In much of the corporate and business world, coaching is still widely misunderstood. Some, when they think of coaching, are actually thinking of training. Training is providing information, demonstrating application, and leading learning exercises. Executive or business coaching is completely different.
People also misunderstand the terms “coaching” and “mentoring,” often using them interchangeably in the workplace. Again, the two are completely different. How are a trainer and a mentor different from a coach?
- A trainer and a mentor talk—a coach listens.
- A trainer and a mentor give advice—a coach asks questions.
- A trainer and a mentor focus on imparting knowledge and the process for achieving outcomes—a coach focuses on enhancing the coachee’s self-awareness and facilitating the individual’s goal-setting and action-planning processes.
- A trainer and a mentor assume the role of the expert—a coach empowers the client through active listening and thoughtful questioning to become the expert.

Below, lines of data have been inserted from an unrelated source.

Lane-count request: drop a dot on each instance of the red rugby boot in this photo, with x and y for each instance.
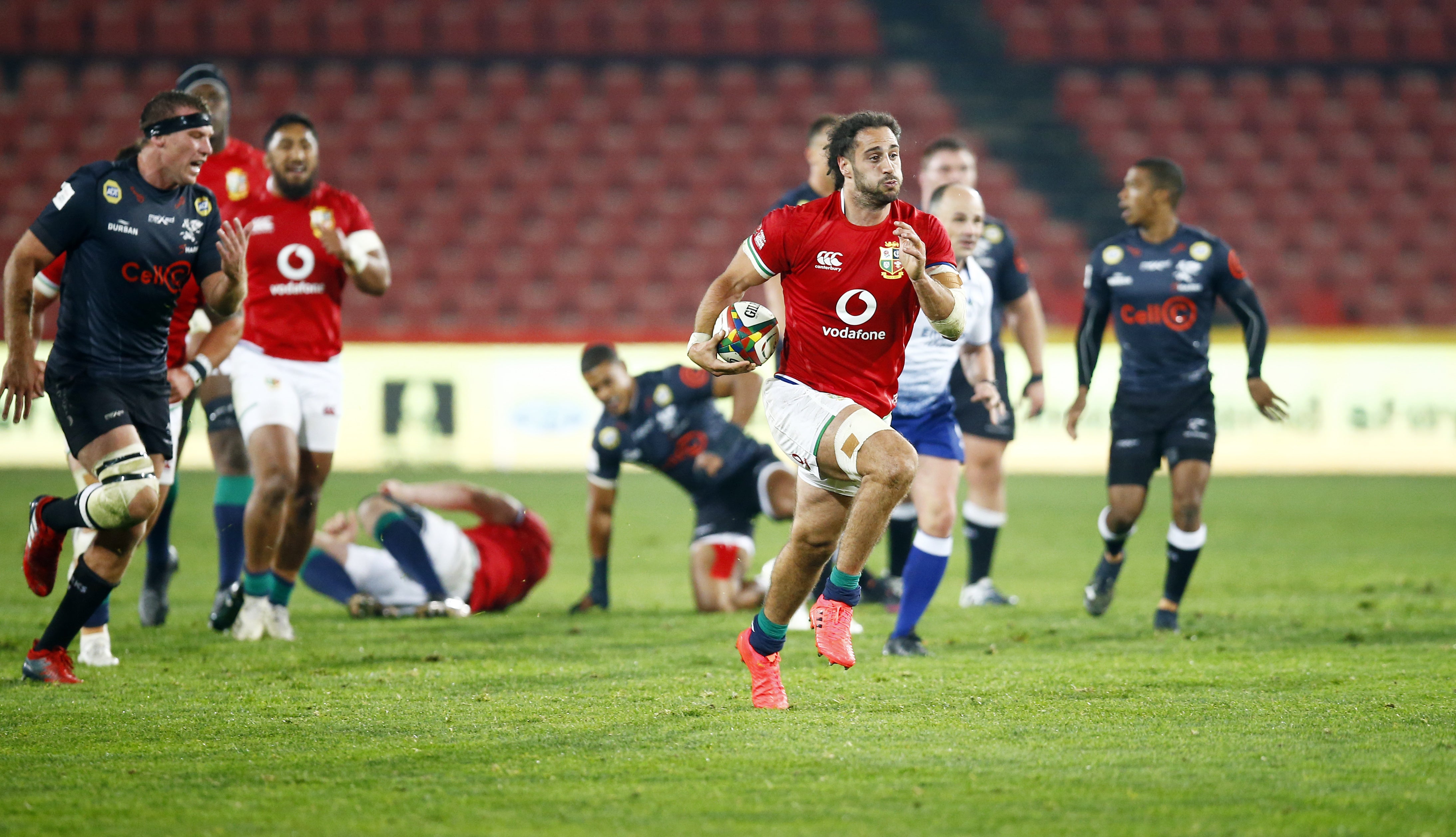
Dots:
(832, 621)
(43, 549)
(50, 666)
(768, 686)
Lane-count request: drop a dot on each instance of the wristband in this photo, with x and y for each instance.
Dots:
(199, 369)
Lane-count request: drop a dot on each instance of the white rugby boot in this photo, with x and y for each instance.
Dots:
(252, 619)
(97, 650)
(277, 622)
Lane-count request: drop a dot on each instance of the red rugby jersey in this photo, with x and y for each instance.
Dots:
(295, 286)
(235, 174)
(849, 308)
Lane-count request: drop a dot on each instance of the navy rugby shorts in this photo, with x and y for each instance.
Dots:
(1149, 427)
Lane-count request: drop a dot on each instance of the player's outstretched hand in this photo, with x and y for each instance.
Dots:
(1075, 413)
(705, 356)
(20, 385)
(1036, 394)
(912, 251)
(989, 397)
(1273, 407)
(232, 244)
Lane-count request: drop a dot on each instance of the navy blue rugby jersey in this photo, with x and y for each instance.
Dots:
(1161, 299)
(997, 255)
(130, 251)
(670, 423)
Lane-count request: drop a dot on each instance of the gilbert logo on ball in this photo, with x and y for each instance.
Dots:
(750, 334)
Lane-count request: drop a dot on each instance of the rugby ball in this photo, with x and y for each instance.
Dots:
(750, 334)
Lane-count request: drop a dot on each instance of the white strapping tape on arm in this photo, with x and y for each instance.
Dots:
(360, 244)
(953, 325)
(852, 436)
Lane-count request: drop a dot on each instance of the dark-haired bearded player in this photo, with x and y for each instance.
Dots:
(311, 241)
(1159, 282)
(857, 267)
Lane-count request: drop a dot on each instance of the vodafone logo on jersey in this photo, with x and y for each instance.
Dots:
(858, 299)
(296, 264)
(829, 261)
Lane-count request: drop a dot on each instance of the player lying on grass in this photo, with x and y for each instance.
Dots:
(430, 567)
(107, 373)
(1159, 282)
(858, 267)
(667, 420)
(925, 413)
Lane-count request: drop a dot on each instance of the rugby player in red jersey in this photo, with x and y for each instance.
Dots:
(236, 171)
(311, 241)
(488, 567)
(857, 267)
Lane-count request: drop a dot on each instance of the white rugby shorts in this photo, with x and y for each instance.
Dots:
(799, 417)
(303, 397)
(169, 468)
(452, 554)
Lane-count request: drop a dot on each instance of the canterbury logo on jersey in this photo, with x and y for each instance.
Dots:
(829, 261)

The differences between the role of a trainer or a mentor from that of a coach are clear: A trainer or a mentor shares expertise with others and is essentially a teacher. A coach develops expertise and confidence in others and is essentially a facilitator.
In the workplace, both approaches provide value. A trainer or a mentor adds value by sharing information, making connections, and giving advice. A coach adds value by guiding the coachee to explore his or her options, expand her thinking, develop effective action plans, and follow through.
The American Management Association conducted a study that found that training results in a 22 percent improvement, and that training combined with coaching results in an 88 percent improvement. Coaching is a natural complement to training because the training provides the information and coaching supports individual application of the information.